UNAVCO was awarded a collaborative EAR grant with the University Corporation for Atmospheric Research (UCAR) to support a five year planned development of a plate-scale integrated geodetic and atmospheric/regional climate observational system in the pan-Caribbean region. One goal of the Continuously Operating Caribbean GPS Observational Network (COCONet) was to add 50 new semi-permanently monumented, continuously operating, GPS stations spanning multiple Caribbean and Caribbean bordering nations. COCONet goals also called for the integration of GPS data from up to 50 existing stations operating in the Caribbean. The new GPS stations are, in some cases, co-located with existing tide gauges, thus supporting studies of sea level change in response to current global warming, and are mated with surface meteorological observational equipment to significantly expand spatiotemporal geodetic and atmospheric observational infrastructure in a region of complex tectonics with substantial earthquake, tsunami, volcanic, tropical storm and hurricane, flooding and landslide hazards.
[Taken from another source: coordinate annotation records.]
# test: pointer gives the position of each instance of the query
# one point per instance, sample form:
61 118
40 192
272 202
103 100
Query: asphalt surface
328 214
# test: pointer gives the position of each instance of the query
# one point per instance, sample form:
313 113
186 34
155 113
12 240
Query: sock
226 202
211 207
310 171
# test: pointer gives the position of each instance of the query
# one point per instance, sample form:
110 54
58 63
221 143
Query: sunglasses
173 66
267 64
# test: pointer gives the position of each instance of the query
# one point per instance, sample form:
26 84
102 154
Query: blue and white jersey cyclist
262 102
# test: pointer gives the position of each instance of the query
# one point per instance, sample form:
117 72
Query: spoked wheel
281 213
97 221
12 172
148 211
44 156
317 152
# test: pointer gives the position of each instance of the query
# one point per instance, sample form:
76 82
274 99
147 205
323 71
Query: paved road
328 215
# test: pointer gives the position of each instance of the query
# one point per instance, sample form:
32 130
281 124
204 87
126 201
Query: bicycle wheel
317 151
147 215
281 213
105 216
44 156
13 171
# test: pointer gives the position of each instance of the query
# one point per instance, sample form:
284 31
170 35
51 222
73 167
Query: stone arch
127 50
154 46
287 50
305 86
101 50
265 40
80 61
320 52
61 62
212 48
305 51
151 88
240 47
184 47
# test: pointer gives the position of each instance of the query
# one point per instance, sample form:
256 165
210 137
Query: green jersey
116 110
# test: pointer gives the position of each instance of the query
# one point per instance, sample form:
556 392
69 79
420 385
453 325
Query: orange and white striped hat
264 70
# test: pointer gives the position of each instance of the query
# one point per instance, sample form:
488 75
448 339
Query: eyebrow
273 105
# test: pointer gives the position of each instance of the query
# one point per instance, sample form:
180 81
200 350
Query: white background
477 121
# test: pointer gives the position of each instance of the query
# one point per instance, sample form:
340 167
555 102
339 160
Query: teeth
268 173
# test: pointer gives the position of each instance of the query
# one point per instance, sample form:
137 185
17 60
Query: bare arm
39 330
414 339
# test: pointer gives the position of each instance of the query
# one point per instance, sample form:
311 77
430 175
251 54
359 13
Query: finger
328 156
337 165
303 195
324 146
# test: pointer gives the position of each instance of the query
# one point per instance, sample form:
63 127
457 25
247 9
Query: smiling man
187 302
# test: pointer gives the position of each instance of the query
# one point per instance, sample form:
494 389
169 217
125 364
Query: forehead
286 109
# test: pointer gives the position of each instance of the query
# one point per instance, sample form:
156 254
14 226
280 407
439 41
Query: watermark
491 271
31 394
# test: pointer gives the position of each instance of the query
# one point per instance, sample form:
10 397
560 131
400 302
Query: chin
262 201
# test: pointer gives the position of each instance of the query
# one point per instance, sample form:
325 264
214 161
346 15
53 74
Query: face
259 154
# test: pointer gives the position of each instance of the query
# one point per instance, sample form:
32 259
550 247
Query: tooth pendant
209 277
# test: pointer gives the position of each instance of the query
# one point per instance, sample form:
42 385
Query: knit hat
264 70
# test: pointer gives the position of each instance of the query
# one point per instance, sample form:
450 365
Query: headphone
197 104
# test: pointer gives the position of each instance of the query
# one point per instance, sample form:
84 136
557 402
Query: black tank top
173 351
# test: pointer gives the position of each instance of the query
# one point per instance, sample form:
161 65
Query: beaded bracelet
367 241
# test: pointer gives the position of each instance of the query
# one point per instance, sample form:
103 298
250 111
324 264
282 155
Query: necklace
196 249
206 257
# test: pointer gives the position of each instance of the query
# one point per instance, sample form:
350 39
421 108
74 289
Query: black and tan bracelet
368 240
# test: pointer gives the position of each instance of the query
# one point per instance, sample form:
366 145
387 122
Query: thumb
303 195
COCONet data flows via the EarthScope - Plate Boundary Observatory (PBO) data management system and is available from the UNAVCO GPS data archive. Low-latency data telemetry is via cellular modem or through VSAT satellite communications to the PBO Network Operations Center in Boulder, Colorado. These data are processed into derived geodetic products, including combined GPS station position and velocity estimates, simplified position time series and velocity field estimates in multiple formats, at the existing GAGE Analysis Centers at Central Washington University and New Mexico Tech and the Analysis Center Coordinator at MIT.
UNAVCO funding for COCONet ran from September 2010 to August 2016.